Performance Issues with Large Dataset Lookup (130k+ entries) in n8n Local Environment - Looking for Solutions

Hi there! I’m facing a tough challenge with my n8n automation setup (running locally) and would love some guidance from the community.

My Setup:

I’ve got a massive Google Spreadsheet containing 130,105+ business names. My n8n workflow pulls company names from job postings and I need to verify if these companies are in my master list.

Current Issues:

The Google Sheets connector fails when handling this much data.
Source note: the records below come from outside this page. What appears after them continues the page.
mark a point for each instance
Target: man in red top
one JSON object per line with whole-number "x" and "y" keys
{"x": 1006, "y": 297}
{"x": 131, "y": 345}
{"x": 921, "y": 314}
When I use Get Rows, I encounter:

  • Maximum call stack size exceeded errors
  • Complete timeouts with no response

What I’ve Attempted:

  1. Column-specific filtering with Get Rows on the “Company Name” field - same crash issues
  2. Exported the dataset as .json using local Python script
  3. Various n8n import methods:
    • File Read/Write nodes - JSON parsing issues with binary data
    • HTTP Request from GitHub raw file - works but extremely slow parsing, can’t pin due to size (~12MB)
  4. Set node with hardcoded values - browser memory crashes
  5. Code node with workflow static data storage - no persistence between executions
  6. Considered batch processing or sub-workflows - still can’t solve initial data loading

What I Need:

A fast, efficient method to:

  • Validate company existence in the large dataset
  • Avoid re-downloading/processing 130k+ rows every execution
  • Stay within n8n memory constraints

Ideas I’m Considering:

  • Better caching strategies in n8n
  • Moving to a simple database solution
  • Alternative file hosting approaches
  • Your experience with large static datasets

Any suggestions would be amazing! How do you handle similar large dataset lookups?